Personal information
- Full name: Grant Terry Hall
- Date of birth: 29 October 1991 (age 34)
- Place of birth: Brighton, England
- Height: 1.92 m (6 ft 4 in)
- Position: Defender

Team information
- Current team: Whitehawk

Youth career
- 0000–2007: Brighton & Hove Albion
- 2007–2008: Lewes

Senior career*
- Years: Team / Apps / (Gls)
- 2008–2009: Lewes / 8 / (0)
- 2009: → Whitehawk (dual reg.) / 0 / (0)
- 2009–2012: Brighton & Hove Albion / 1 / (0)
- 2009–2010: → Bognor Regis Town (loan) / 4 / (0)
- 2010: → Lewes (loan) / 2 / (0)
- 2010: → Whitehawk (loan) / 8 / (0)
- 2011: → Lewes (loan) / 5 / (0)
- 2012–2015: Tottenham Hotspur / 0 / (0)
- 2013–2014: → Swindon Town (loan) / 27 / (0)
- 2014–2015: → Birmingham City (loan) / 7 / (0)
- 2015: → Blackpool (loan) / 12 / (1)
- 2015–2020: Queens Park Rangers / 119 / (6)
- 2020–2023: Middlesbrough / 27 / (2)
- 2022–2023: → Rotherham United (loan) / 20 / (0)
- 2023–2024: Rotherham United / 8 / (1)
- 2024–2025: Swindon Town / 13 / (0)
- 2025–: Whitehawk / 30 / (5)

= Grant Hall =

English footballer (born 1991)

Grant Terry Hall (born 29 October 1991) is an English professional footballer who plays as a central defender for club Whitehawk.

He has played league football for Brighton & Hove Albion, Swindon Town, Birmingham City, Blackpool, Queens Park Rangers, Middlesbrough and Rotherham United.

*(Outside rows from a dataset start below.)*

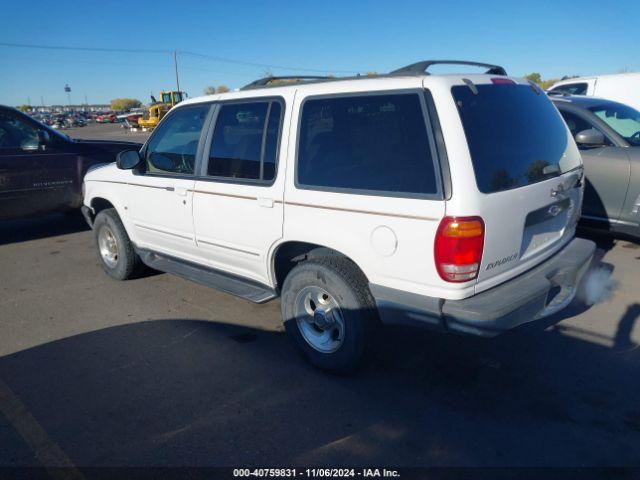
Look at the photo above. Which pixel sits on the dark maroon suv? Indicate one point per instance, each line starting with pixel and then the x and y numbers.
pixel 41 170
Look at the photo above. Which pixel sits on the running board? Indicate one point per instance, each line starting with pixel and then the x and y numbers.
pixel 209 277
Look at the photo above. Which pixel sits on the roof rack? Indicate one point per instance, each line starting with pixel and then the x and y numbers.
pixel 420 68
pixel 263 82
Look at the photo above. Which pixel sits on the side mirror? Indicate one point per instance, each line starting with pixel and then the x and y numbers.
pixel 128 159
pixel 40 142
pixel 590 138
pixel 161 162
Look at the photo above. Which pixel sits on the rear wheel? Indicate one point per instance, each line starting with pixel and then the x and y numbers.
pixel 329 312
pixel 115 250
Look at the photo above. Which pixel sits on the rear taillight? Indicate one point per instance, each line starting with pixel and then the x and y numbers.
pixel 458 248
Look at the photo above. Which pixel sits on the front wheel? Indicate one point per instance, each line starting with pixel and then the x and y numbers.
pixel 329 312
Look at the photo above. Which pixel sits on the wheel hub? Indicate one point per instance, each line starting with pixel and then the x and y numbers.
pixel 319 319
pixel 108 246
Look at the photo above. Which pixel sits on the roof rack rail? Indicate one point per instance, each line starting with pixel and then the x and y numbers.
pixel 422 67
pixel 264 82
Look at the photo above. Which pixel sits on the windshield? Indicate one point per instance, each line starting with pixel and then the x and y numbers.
pixel 624 120
pixel 516 136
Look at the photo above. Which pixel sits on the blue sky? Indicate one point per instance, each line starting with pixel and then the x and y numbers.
pixel 553 38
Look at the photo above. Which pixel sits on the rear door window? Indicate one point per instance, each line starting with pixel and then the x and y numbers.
pixel 366 143
pixel 245 141
pixel 173 146
pixel 515 135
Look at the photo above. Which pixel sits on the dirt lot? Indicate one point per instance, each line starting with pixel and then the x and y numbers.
pixel 106 131
pixel 160 371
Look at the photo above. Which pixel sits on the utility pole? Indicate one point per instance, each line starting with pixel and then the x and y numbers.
pixel 175 63
pixel 67 89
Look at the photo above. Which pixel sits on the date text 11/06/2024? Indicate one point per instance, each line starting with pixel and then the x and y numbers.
pixel 316 473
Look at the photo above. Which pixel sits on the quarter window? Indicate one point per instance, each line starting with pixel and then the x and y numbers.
pixel 369 143
pixel 172 148
pixel 245 141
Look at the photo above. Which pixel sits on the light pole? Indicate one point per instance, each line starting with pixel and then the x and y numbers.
pixel 175 64
pixel 67 89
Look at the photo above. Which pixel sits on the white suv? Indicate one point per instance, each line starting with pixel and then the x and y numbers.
pixel 447 201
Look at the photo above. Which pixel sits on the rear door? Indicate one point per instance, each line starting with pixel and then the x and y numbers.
pixel 238 199
pixel 527 170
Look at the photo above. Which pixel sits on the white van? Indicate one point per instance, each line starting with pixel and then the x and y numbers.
pixel 621 87
pixel 447 201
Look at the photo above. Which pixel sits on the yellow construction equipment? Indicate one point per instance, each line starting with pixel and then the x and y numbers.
pixel 159 109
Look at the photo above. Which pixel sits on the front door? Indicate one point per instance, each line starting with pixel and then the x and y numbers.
pixel 34 177
pixel 237 203
pixel 160 198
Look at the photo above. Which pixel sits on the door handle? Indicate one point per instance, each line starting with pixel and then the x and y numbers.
pixel 265 202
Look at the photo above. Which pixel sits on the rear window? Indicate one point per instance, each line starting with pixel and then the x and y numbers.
pixel 366 143
pixel 516 136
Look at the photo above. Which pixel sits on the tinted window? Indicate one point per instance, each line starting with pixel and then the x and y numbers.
pixel 575 123
pixel 16 133
pixel 624 120
pixel 245 141
pixel 173 146
pixel 515 136
pixel 377 143
pixel 572 89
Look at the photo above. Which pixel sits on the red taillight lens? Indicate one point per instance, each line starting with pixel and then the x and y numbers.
pixel 458 248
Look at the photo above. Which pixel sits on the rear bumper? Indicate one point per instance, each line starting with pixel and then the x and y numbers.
pixel 538 293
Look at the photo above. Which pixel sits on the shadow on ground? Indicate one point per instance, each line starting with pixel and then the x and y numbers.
pixel 188 392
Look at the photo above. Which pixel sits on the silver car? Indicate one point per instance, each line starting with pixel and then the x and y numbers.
pixel 608 135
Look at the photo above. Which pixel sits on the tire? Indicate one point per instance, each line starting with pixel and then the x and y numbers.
pixel 121 262
pixel 329 313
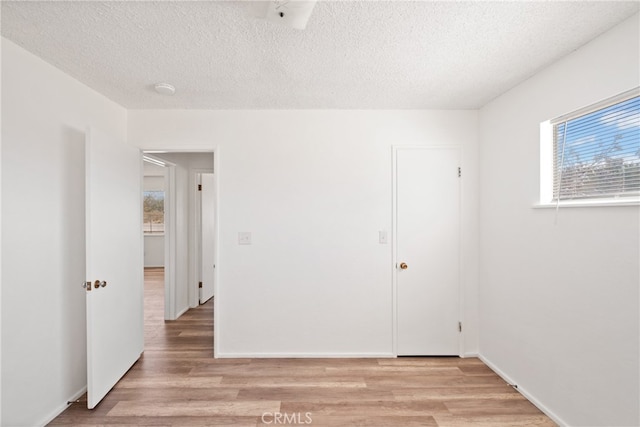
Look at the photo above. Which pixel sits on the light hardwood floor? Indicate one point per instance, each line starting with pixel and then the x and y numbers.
pixel 178 383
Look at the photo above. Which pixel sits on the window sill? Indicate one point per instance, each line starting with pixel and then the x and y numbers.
pixel 589 203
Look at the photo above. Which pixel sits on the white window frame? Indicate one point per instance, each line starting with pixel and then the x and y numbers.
pixel 547 159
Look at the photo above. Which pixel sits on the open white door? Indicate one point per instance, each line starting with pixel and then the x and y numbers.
pixel 115 337
pixel 207 227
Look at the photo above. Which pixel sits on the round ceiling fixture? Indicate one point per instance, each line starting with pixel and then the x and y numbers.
pixel 165 89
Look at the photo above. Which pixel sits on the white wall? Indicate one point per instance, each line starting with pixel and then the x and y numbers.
pixel 44 117
pixel 559 303
pixel 313 188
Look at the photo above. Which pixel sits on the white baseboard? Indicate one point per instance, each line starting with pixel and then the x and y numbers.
pixel 60 409
pixel 554 417
pixel 303 355
pixel 180 313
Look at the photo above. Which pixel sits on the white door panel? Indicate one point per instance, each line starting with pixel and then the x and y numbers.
pixel 114 254
pixel 427 241
pixel 207 229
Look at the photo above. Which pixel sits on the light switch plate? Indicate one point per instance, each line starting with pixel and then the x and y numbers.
pixel 244 238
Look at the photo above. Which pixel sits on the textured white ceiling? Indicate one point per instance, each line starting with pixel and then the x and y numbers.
pixel 353 54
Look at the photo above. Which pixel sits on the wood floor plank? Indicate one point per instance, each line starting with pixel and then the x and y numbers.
pixel 177 382
pixel 194 408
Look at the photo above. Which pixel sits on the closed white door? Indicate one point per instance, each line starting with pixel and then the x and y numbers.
pixel 114 262
pixel 207 228
pixel 427 188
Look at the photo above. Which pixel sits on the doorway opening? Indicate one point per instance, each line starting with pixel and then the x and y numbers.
pixel 188 246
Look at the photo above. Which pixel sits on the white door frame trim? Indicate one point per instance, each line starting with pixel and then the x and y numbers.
pixel 194 294
pixel 394 246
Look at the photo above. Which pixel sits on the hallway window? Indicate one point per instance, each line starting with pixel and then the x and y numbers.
pixel 153 209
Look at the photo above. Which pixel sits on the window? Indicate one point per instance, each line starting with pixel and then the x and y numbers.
pixel 594 154
pixel 153 208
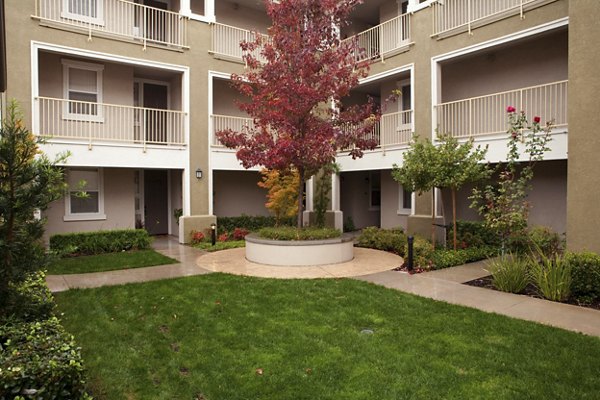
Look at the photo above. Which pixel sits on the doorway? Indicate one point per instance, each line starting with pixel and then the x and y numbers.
pixel 156 202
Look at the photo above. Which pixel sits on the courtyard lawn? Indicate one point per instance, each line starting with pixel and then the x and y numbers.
pixel 218 336
pixel 108 262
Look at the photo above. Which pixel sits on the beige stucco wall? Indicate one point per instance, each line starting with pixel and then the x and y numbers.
pixel 237 193
pixel 583 213
pixel 119 206
pixel 534 62
pixel 354 199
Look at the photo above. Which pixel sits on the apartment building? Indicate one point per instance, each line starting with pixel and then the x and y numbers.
pixel 135 91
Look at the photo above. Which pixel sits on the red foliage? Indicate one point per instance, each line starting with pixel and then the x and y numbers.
pixel 239 233
pixel 304 66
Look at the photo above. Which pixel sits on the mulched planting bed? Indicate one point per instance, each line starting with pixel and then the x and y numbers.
pixel 530 290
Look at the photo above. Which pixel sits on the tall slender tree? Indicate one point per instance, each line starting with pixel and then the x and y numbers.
pixel 295 81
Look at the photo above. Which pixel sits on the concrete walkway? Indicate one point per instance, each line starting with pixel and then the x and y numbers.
pixel 369 265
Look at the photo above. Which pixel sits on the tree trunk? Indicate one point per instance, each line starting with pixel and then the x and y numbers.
pixel 300 197
pixel 454 216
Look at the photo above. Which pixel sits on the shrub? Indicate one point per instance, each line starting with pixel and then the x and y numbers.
pixel 552 276
pixel 40 361
pixel 474 234
pixel 31 299
pixel 392 240
pixel 509 273
pixel 290 233
pixel 585 286
pixel 90 243
pixel 197 237
pixel 239 233
pixel 250 223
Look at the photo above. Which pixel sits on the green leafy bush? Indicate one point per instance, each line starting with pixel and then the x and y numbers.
pixel 392 240
pixel 473 234
pixel 90 243
pixel 586 276
pixel 552 276
pixel 39 360
pixel 509 273
pixel 31 299
pixel 291 233
pixel 250 223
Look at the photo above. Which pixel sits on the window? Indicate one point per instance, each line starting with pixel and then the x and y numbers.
pixel 404 201
pixel 90 205
pixel 375 191
pixel 84 10
pixel 83 88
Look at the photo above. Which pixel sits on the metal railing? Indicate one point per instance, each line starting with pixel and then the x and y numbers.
pixel 449 15
pixel 98 122
pixel 118 18
pixel 485 115
pixel 225 122
pixel 384 38
pixel 226 41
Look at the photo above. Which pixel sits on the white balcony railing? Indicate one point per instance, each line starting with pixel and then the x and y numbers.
pixel 116 18
pixel 226 41
pixel 454 16
pixel 384 39
pixel 225 122
pixel 97 122
pixel 486 115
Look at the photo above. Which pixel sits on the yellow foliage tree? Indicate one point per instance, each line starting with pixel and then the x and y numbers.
pixel 282 193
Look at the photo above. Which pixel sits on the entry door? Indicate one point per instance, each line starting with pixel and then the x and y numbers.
pixel 156 205
pixel 156 97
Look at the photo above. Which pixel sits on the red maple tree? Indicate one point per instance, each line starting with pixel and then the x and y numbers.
pixel 295 80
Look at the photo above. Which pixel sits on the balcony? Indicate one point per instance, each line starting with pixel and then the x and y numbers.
pixel 118 19
pixel 384 40
pixel 451 17
pixel 92 123
pixel 226 41
pixel 486 115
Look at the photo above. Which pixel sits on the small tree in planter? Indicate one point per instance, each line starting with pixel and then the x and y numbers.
pixel 29 182
pixel 503 205
pixel 295 89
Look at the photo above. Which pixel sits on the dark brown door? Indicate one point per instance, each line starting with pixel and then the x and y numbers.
pixel 156 99
pixel 156 212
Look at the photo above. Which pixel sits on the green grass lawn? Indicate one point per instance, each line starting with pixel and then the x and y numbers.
pixel 207 246
pixel 225 337
pixel 108 262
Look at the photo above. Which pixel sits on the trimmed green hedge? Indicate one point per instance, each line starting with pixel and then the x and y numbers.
pixel 90 243
pixel 39 360
pixel 251 223
pixel 290 233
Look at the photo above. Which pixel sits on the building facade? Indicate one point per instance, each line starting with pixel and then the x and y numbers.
pixel 136 90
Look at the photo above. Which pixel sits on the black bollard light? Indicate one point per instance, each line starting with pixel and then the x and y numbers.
pixel 213 233
pixel 409 263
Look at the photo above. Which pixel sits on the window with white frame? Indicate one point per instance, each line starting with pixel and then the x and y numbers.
pixel 405 200
pixel 375 190
pixel 90 11
pixel 85 197
pixel 83 89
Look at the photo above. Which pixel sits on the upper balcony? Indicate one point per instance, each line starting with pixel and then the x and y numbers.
pixel 451 17
pixel 151 23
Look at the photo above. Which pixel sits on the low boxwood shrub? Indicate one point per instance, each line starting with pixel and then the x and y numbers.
pixel 392 240
pixel 31 299
pixel 250 223
pixel 290 233
pixel 585 269
pixel 90 243
pixel 39 360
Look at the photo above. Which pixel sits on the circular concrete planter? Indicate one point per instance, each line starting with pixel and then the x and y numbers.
pixel 299 252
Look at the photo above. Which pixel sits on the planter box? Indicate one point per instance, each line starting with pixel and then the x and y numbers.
pixel 299 252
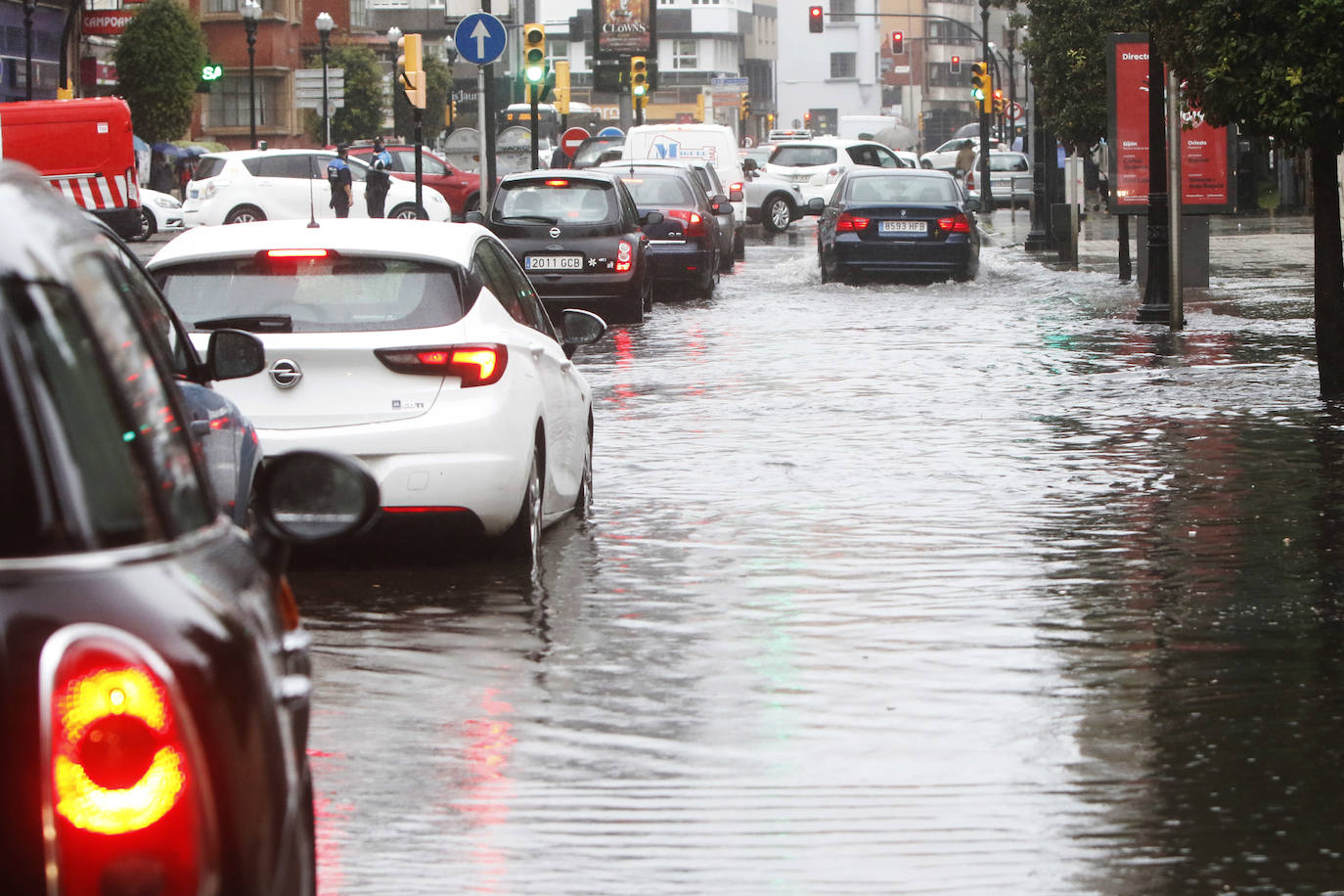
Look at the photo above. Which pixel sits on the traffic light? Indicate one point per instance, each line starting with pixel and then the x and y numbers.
pixel 639 76
pixel 981 86
pixel 534 53
pixel 413 68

==Early and personal life==
Grant Terry Hall was born in Brighton on 29 October 1991. His father, Terry, and brother, Craig, both played football at county level, and Hall himself played for AFC Jelfish and Hove Rivervale before joining Brighton & Hove Albion's centre of excellence at the age of 11 or 12. At 16, he was not offered a scholarship, which he attributed in part to his natural shyness. He attended Cardinal Newman Catholic School, Hove, and City College Brighton and Hove, where he spent time at the college's Football Development Academy and considered training as a PE teacher.

==Club career==
===Lewes===
After leaving Albion, Hall joined Conference South club Lewes. He was training with the first team as a 16-year-old, helped the under-18s reach the third round of the FA Youth Cup, and made his senior debut on 25 November 2008 in the Sussex Senior Cup. Hall signed for Sussex County League club Whitehawk on a dual registration basis, in order to get playing time in men's football, but instead he started for Lewes in the FA Trophy in mid-January 2009, made his debut in the Conference Premier a few days later, against Mansfield Town, and finished the season with five Conference appearances, of which four were in the starting eleven. Hall played three times in the Conference South and twice in that season's FA Cup, as well as trialling with Gillingham and appearing for Brighton & Hove Albion's youth team.

===Brighton & Hove Albion===
On 6 October 2009, Brighton & Hove Albion signed Hall on professional terms to the end of the season. He went out on loan twice, a month at Isthmian League Premier Division club Bognor Regis Town and a month back at Lewes, disrupted by a thigh injury sustained while training with his parent club, and was a member of the Brighton reserve team that won the Sussex Senior Cup. His contract was extended for at least another year. During the 2010–11 season, Hall had spells out on loan at Whitehawk, who were then playing in the Isthmian League Division One South, and another month as defensive cover at Lewes.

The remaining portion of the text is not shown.